Kathy Quigley, the center’s executive director, said Ms. Brennan was “beautiful and vibrant and healthier looking than anyone.” Over the years Ms. Brennan became integrally involved as a camper, then a volunteer baby sitter, a peer leader, and a head counselor.


“She was so positive and a terrific leader,” Quigley said. “The kids just loved her.”

When Ms. Brennan got her driver’s license, she drove to the center and insisted on taking Quigley for ride around the neighborhood. After her high school graduation, Ms. Brennan showed up in her cap and gown so that her mother, who now works at the center, could photograph her with program staff and participants.

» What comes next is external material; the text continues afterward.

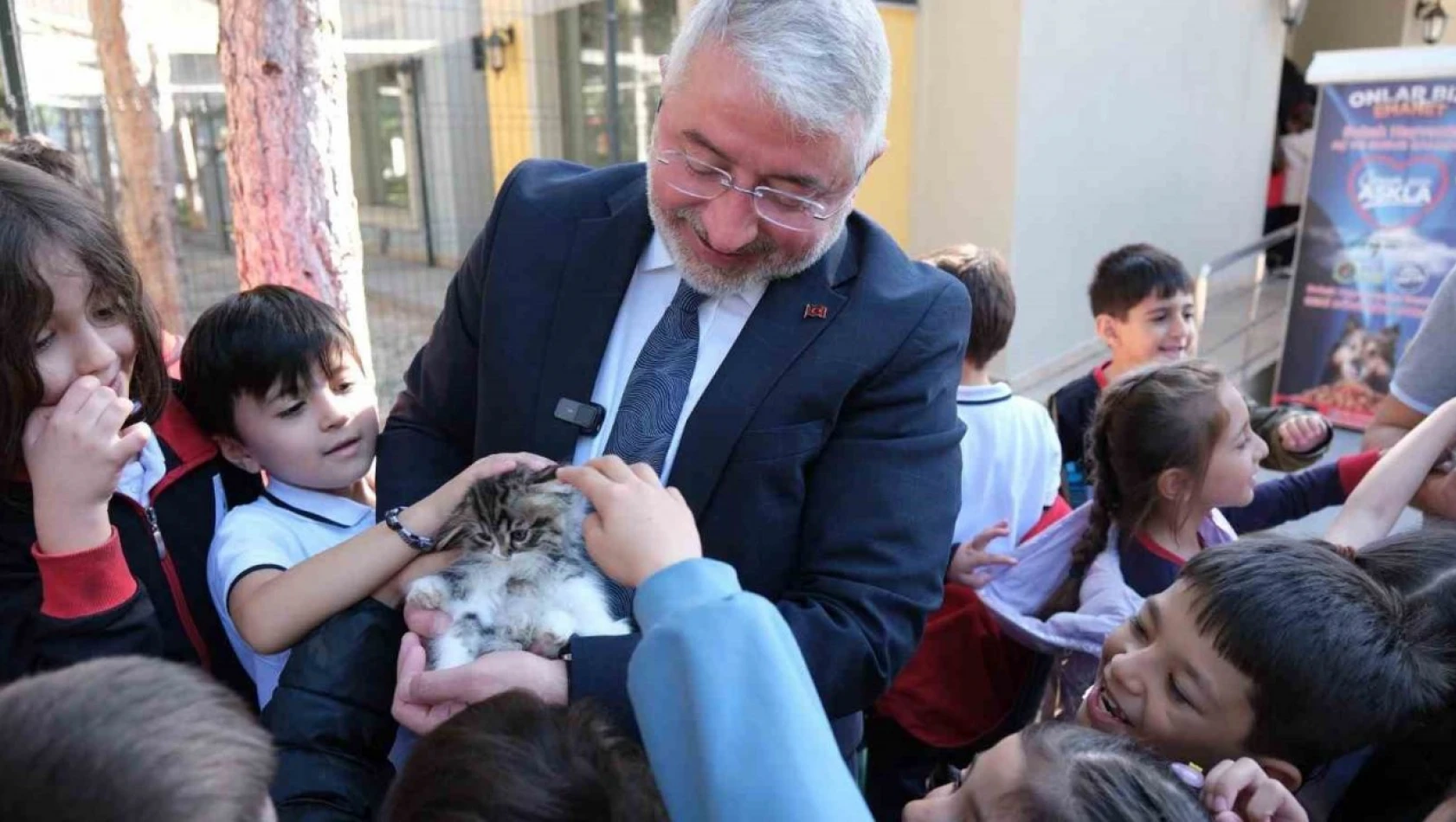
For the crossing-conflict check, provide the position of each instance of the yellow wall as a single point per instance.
(886, 192)
(507, 100)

“She was so much fun, she loved to have a good time,” said Carina Daniels, a friend from Quincy who accompanied Ms. Brennan on outings to Nantasket Beach and their favorite restaurants, including Grumpy White’s and La Paloma.

Daniels added that she “never knew anyone who loved her siblings the way Joni did.”

Ms. Brennan’s younger sister, Patricia, said she was “always looking out for me, always driving me places, and never complaining, not ever.”

“She made every situation, a good one or a bad one, so much better,” the Quincy resident said.

Ms. Brennan was the peacemaker during the sisters’ disputes, Diana said. “She was the happiest kid ever, and so loving,” she said. “If you ran out for 10 minutes, she’d make you feel so happy to be back home.”

Their mother said an October memorial service was attended by an “outpouring of people,” including many who said Ms. Brennan “always made them feel as though they were the most important person in the room.”


“I know mothers always say this, but she really was such a beautiful girl, and such a pure soul. She was a gift.”